Democratic New Orleans Congressman Cedric Richmond criticized the attorney general in a statement released to FOX 8.
“The press conference and the Attorney General’s statements on behalf of President Trump were alarming. The actual report and facts included within are downright an abuse of power at best and criminal at worst. As I continue to read and study the report and other information, I’ll better be able to determine which is the case.”
GOP House Minority Whip Steve Scalise of Louisiana says now that the report is out, it is clear there was no collusion with Russia and there was no obstruction of justice. And Scalise again called on high-profile Democrats to apologize to the nation for suggestions that Trump engaged in collusion.
"Instead of apologizing, now they’re going to go and try to get the president’s tax returns and keep harassing the president personally and, by the way, they keep harassing his family,” Scalise told FOX 8 News.

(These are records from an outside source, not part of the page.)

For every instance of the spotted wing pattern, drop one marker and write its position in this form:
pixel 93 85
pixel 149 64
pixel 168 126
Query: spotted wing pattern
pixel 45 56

Senator Bill Cassidy, R-La., said he was reading the entire voluminous report.
"Looking forward to reviewing the Mueller report in detail. It’s important this report is public so Americans can review the facts for themselves,” Cassidy said.
Tulane University law professor Keith Werhan worked for the Justice Department in Washington and said blacked out words in such documents are meant to protect certain individuals who assisted with the probe.
"As a former Justice Department lawyer, I would say that you want to be very careful that you don’t publicly disclose what are described as sources and methods of intelligence, and that usually means disclosures that will compromise the identity of agents who will be put in danger if that information is disclosed or will dry up channels of intelligence,” said Werhan.
He added that courts can waive the secrecy around grand jury testimony.
"An interested party could go to a court and basically ask the court to allow the disclosure to go forward, and that has happened in prior reports of this nature,” Werhan said.
Scalise said he favors a probe into the origins of the investigation.
"I would hope that the Justice Department roots out the bad apples that are over at the FBI. We’ve seen from abuses of the FISA court process,” he said.
But Collins doubts Scalise will see Democrats apologize.
"Steve Scalise, he’s a member of House leadership for the Republican Party, and so because of his job he has to take a highly partisan position and he has to defend the president, so I think he’s simply doing his job. But no, I don’t think the Democrats owe anyone an apology. They’re simply doing their job, as well,” Collins stated.